In the last decade, scientific studies have continued to unravel the neuroscience of regret. In 2005, Nature published a study in which scientists used fMRI procedures to monitor the process of decision-making as well as the feelings people might experience when faced with outcomes thereafter.
This study found that when people experienced regret, there was increased activity in the medial orbitofrontal cortex—the part of the brain which sits above the orbits of the eyes in the brain’s frontal lobe and is thought to represent emotion.
More recent studies have shown that people who suffered brain damage in this region were unable to feel regret and couldn’t attribute the consequences of their actions to an unfavorable outcome.
Perhaps we could focus less on avoiding regret, and instead, find ways to come to terms with it. [Editor’s Note: sounds like a good time for the Acceptance pack.] A 2012 study noted how healthy older adults were able to regulate their regretful emotions.

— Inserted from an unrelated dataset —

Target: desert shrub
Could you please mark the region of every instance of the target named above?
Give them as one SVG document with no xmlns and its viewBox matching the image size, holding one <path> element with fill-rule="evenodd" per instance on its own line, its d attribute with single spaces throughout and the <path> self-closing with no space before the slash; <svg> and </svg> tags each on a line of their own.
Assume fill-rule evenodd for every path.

The study compared brain scans of young people, depressed older adults, and healthy elders when they were primed for regret while playing a computer game.
The participants were presented with boxes that could result in a gain or loss. If they opened a box that resulted in a “loss”, the game ended and they lost all the gains acquired. But they could also choose to stop at any point and collect the gains they had acquired so far. Upon completion of the game, those who chose to stop were shown any missed opportunities.
Here’s what the study found: both the young and depressed older adults showed regret, which was observed as decreased activity in the part of the brain associated with reward processing (the ventral striatum).
The healthy elders on the other hand not only did not show this pattern of regret, they showed increased activity in an area of the brain involved in emotional regulation and control, the anterior cingulate cortex (ACC).
The way in which the elders handled regret also affected future decisions; in subsequent rounds of the game, the depressed adults grew more frustrated with each missed opportunity and took greater risks, which didn’t prove to be fruitful.
The healthy elders were far more resilient to feelings of regret and less inclined to let it affect decision-making—it was as if they had trained their brains to successfully regulate the emotions of regret.
Stefanie Brassen, first author of the study, says “the healthy elders also report feelings of regret immediately after experiencing the non-optimal outcome. We suggest that they are—somehow—able to disengage from this feeling afterwards, e.g., by acceptance, downregulation, etc., probably based on their previous experiences and learning.”
The study’s authors also suggest that the healthy elders actively engage cognitive strategies to disengage from regretful experiences when compared with the young and the depressed elders.
Activation of ACC is associated with higher emotional awareness. With this comes the ability to focus on positive experiences and attribute negative outcomes to external factors.
Unlike disappointment and sadness, regret comes with a sense of personal responsibility, and possibly guilt for having made a particular choice. Thinking counterfactually—that a person can only make a single choice in a prior situation—can help take away the blame from self.
In the words of journalist and author Kathryn Schulz, from her 2011 TED Talk: “If we have goals and dreams and we want to do our best, and if we love people and we don’t want to hurt them or lose them, we should feel pain when things go wrong. The point isn’t to live without any regrets, the point is to not hate ourselves for having them.”